Wednesday, April 18, 2012

Foodie Heaven Thy Name is Amsterdam

Hey all,

Jonathon and I had a great couple of days off.  The weather wasn't too good, but we learned a long time ago not to let that stop us.  We went about town, sightseeing and playing, then did what we enjoy most of all.


You'd think I'd weigh 900 pounds the way I like to put it away, but with all the walking I do, I manage to stay in shape.  But here in Amsterdam, it's not easy.  I could spend 24 hours a day eating and never even scratch the surface of what is offered.  And the thing is...with just a few's all DELICIOUS!!!

I mean it.  Jonathon and I are really good at searching out different restaurants, and when you eat out as much as we do, we're prepared to hit some and miss some.  Yet so far, in the six weeks we've been here, we've only had one miss.  And even that one wasn't too bad.  We ate and it was okay.  We just wouldn't go back a second time.

Overall, Amsterdam is an awesome place for foodies.  Everything is available.  All kinds of foods from all kinds of nations.  You can walk down a single street and find dozens of different ethnic choices. It's amazing.

The Dutch don't really have a special food--at least not one that is so well known you see it on every corner in the USA.  Not like Thai or Chinese, Italian or Mexican. 

If I had to pick a food I'd consider Dutch in the short time I've lived here, I'd have to say their pancakes are what make me think Dutch.
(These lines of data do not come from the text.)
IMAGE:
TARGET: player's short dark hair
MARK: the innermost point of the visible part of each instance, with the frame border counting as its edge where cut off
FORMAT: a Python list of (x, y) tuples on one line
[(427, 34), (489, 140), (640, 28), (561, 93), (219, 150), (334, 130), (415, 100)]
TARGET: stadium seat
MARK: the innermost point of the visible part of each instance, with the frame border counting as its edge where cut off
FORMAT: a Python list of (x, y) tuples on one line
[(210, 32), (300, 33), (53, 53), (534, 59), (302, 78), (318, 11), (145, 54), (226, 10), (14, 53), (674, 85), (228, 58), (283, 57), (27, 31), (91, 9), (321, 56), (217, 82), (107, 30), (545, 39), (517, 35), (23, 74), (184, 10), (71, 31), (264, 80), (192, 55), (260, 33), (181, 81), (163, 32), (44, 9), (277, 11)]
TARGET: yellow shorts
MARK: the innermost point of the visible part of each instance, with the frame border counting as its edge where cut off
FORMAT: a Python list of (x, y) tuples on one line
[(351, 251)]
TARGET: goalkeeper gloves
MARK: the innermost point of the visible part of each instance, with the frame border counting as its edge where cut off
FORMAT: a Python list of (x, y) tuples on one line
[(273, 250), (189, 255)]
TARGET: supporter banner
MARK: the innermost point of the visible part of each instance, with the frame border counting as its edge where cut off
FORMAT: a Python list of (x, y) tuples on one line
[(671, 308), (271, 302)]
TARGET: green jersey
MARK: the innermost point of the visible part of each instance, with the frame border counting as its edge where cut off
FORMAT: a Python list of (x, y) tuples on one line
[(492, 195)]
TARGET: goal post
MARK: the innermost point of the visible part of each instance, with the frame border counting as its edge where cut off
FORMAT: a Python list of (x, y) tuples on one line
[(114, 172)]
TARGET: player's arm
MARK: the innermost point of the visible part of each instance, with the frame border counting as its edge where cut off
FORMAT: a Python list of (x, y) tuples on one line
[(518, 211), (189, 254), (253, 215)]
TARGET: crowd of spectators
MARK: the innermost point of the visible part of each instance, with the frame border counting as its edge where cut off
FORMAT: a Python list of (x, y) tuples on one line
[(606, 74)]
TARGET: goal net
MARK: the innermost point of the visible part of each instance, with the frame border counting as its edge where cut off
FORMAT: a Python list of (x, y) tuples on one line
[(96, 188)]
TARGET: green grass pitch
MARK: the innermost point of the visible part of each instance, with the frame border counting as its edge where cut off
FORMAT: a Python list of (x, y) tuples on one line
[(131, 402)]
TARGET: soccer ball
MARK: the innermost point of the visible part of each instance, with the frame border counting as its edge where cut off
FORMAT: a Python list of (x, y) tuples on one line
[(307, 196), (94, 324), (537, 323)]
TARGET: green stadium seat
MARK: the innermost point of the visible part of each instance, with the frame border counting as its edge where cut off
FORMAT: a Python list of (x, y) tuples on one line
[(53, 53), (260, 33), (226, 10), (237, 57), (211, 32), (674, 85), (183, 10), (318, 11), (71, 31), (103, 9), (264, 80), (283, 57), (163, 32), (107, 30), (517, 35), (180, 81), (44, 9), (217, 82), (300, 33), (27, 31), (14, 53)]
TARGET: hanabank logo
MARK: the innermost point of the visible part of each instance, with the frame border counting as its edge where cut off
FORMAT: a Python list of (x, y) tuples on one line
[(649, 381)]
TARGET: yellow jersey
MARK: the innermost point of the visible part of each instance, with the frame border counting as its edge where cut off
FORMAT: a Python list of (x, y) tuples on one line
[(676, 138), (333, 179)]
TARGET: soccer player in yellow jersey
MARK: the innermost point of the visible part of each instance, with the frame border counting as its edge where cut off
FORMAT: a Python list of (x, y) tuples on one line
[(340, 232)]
And the pancakes are yummy.  Crepe-like, but with a slightly different taste than what we ate in France.  They will give you just about any kind you want--from ham and onion to banana and strawberry.   Whatever you're in the mood for.

But other foods?  Not so much.  There are a few restaurants we've seen that tote Dutch cuisine, but I haven't seen one yet that pulls me in and says "EAT HERE".  So we've tried many others.  Mexican, Italian, Argentinian, Chinese and of course, the fast food restaurants-when you just need a quick fix, McDonalds, Burger King and Subway.

I also enjoy going into the brasseries for a quick meal.  You can get meat pies, slices of pizza, sandwiches and things I have no idea what they are, but look delicious.  Every once in a while, I'll stop in and try something new.

The best food we've had here was in a place called In de Waag.  It serves Mediterranean cuisine with a Dutch twist and was honestly the best food I've had in a very long time.  The restaurant sits in one of the old city gates where the weigh house (waag) used to be.  This is what the website says about it...

The original small gate with crenels probably dates from as early as 1425, and in 1488 a major extension was made to the gate during the construction of Amsterdam's stone city walls. This magnificent historic building with its constrained yet informal interior design is lit by 300 candles. A combination that ensures a unique atmosphere.

And it does.  As you can see by the picture, it's quite beautiful, and the food, service and atmosphere is beyond fantastic.  The dinner menu is a little bit spendy, but worth every penny.  I'd go back again in a heartbeat!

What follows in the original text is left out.